Reading these quotes, it's obvious my conclusion isn't exactly revelatory. The band’s debut, Non-Stop Je Te Plie En Deux, is a blast to listen to. And from the "My Sharona" bassline of "Little Birds" to the noise-shrouded shout-along vocals on, well, just about any song on the record, you'd be hard pressed to claim these Quebecoise take themselves too seriously. They’re not even sure where they fit into the musical landscape.
"Musically speaking, we reference a lot, but we always think we are associated with bands that we're not," Levesque says. "Metal dudes come up to us and say, 'I can head bang to your music,' and we're like, 'What?' There are weird associations that we've never thought of that are happening."

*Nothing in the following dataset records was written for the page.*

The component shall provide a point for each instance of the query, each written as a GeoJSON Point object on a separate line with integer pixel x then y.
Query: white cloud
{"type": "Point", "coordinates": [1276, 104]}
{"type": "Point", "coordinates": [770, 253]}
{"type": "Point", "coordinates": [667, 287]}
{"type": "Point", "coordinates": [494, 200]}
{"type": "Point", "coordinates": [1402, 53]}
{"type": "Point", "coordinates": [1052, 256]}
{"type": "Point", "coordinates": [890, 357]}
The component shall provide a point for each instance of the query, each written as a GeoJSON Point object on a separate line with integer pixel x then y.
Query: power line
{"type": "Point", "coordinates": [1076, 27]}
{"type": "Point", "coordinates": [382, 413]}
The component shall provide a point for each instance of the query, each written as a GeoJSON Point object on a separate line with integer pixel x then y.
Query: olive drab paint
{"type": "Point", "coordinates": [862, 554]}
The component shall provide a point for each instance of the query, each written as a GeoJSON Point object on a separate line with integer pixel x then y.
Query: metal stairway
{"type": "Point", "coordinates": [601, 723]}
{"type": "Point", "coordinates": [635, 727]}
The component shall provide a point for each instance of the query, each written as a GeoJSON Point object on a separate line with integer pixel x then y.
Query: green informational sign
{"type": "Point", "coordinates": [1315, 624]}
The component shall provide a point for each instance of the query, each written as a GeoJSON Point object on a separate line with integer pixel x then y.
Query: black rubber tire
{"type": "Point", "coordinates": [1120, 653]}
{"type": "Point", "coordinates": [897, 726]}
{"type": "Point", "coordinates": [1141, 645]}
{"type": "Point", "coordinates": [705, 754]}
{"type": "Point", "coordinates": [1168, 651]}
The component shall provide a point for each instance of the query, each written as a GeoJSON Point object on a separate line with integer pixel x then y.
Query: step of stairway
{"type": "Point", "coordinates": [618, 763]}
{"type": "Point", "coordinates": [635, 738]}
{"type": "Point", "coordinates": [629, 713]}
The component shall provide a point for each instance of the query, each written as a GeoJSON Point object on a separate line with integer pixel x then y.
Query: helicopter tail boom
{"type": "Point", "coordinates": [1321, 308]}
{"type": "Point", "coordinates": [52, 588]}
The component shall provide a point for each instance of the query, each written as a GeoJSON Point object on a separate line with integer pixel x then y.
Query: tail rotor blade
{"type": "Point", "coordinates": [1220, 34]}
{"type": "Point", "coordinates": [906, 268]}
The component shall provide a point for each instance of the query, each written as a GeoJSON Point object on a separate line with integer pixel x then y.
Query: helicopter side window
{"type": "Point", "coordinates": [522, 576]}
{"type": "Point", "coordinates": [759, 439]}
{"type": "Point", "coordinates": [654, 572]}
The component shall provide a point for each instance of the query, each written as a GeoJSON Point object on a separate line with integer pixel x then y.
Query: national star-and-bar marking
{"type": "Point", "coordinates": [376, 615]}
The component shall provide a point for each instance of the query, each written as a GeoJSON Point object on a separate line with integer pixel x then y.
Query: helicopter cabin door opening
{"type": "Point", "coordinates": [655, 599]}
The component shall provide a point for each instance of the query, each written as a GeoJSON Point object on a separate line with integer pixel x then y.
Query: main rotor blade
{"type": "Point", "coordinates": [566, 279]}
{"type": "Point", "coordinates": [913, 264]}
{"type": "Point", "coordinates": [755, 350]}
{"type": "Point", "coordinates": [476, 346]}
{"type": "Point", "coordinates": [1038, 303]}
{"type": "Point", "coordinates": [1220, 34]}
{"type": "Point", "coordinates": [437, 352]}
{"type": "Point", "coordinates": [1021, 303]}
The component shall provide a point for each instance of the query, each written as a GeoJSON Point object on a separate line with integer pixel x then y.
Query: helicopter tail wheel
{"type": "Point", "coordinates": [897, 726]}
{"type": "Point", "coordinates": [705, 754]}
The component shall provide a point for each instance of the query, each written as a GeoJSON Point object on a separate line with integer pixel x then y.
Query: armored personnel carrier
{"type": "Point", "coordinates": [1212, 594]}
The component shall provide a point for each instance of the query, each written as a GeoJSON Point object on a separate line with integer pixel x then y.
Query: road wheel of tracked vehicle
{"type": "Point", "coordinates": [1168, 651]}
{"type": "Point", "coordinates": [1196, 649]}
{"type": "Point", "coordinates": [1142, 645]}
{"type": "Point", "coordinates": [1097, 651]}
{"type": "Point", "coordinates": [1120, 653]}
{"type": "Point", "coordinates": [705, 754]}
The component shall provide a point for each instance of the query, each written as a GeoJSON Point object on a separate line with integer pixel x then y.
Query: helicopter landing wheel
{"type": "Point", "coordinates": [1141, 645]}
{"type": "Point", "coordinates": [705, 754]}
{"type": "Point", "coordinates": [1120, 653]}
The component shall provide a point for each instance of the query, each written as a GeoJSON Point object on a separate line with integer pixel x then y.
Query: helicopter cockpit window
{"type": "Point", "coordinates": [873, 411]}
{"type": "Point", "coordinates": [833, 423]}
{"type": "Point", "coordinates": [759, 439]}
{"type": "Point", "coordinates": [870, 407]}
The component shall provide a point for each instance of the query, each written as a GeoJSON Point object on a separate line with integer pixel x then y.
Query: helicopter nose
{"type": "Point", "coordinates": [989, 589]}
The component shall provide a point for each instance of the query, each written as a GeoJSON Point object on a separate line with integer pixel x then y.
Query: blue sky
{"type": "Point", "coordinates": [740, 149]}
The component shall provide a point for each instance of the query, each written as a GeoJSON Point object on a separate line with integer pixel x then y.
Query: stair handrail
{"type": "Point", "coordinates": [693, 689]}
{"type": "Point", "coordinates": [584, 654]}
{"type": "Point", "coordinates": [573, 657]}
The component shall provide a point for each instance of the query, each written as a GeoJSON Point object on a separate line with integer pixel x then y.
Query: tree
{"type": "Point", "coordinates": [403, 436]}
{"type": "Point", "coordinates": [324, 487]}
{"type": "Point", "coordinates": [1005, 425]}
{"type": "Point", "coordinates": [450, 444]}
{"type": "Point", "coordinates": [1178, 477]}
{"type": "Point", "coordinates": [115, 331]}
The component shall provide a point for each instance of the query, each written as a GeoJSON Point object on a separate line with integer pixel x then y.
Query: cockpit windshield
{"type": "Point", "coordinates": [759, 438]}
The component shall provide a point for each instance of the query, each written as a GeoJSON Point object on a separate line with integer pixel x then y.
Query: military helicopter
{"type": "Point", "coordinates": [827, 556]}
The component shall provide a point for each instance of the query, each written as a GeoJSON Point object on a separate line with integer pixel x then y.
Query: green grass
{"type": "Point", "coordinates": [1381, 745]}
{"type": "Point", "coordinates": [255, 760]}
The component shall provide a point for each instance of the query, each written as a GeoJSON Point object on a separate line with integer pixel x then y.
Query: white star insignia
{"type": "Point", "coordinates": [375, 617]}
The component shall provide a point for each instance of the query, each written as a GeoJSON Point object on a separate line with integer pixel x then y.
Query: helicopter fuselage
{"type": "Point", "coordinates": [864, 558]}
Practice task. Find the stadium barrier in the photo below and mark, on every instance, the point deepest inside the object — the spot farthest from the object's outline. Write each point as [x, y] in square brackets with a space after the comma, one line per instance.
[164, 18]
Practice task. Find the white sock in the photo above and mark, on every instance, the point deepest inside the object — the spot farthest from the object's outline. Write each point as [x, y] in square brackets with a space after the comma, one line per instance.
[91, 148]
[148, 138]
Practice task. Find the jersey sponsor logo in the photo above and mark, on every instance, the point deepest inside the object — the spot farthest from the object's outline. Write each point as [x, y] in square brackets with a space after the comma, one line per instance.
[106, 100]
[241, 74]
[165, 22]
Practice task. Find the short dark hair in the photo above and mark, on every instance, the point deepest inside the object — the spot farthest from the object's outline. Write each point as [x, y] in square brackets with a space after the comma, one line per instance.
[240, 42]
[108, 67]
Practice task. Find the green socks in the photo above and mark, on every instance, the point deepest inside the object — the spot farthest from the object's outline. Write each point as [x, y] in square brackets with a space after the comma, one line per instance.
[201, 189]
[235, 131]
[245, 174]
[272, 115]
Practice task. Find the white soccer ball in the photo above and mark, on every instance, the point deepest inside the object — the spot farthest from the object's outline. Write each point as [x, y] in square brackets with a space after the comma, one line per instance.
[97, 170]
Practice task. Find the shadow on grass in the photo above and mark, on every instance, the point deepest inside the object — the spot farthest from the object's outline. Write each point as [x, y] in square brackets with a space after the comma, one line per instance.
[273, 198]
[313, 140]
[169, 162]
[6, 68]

Non-Stop was first self-released by the band exclusively in Canada with a limited run of 1,000 copies. Ortiz says these are "pretty much gone," which resulted in a second pressing. Before long, Fat Possum—an independent label known mostly for its blues recordings—picked up the band. "It's really, really weird," Ortiz says. "Someone had received the CD from I don't know where, then Matthew [Johnson, label president] at Fat Possum called us and seemed like he liked it. Something that's really specific to Fat Possum is that really dirty sound. [And we’re] really raw. I think that's what he liked in our music. He didn't sign us for the beats."
The record's title, which translates loosely to "I fold you in half non-stop," is actually more than just nonsense. Its significance is derived from, of all things, professional wrestling. "It doesn't have a real precise meaning," Levesque says. "It can be interpreted as either a wrestling thing or a sexual thing."
"And a dancing thing, also, in a certain way," Ortiz adds. "I perceive it as a really intense moving of the body. It's either wrestling, sexual or dancing to a tribal beat. Like voodoo. You're convulsing to the energy of whatever's going on."
Pushed to clarify a bit, the frontman uses an anecdote from his youth.
"The wrestling is kind of hard to visualize," Ortiz says. "When I was young, the guy who wanted to impress the other guy [in a wrestling match] would say, 'I'm just going to fold you in half.' You know, like a metal bar."
With plans to release another album on Fat Possum, the band also hopes to record a single which will be a part of a new EP sometime in the near future.
Regardless of how the band's sound evolves, it looks like We are Wolves plans on clinging to its fun-loving approach. The attitude is there, even in the childlike glee that oozes out when Ortiz speaks about something as simple as record shopping.
"I know we don't sound at all like Stooges or the Velvet Underground, but those are bands that I've been listening to my whole life," he says. "Today, every time I buy new records from new bands, I start listening to them, but then I go back to The Stooges and the Velvets because they're so f—ing amazing."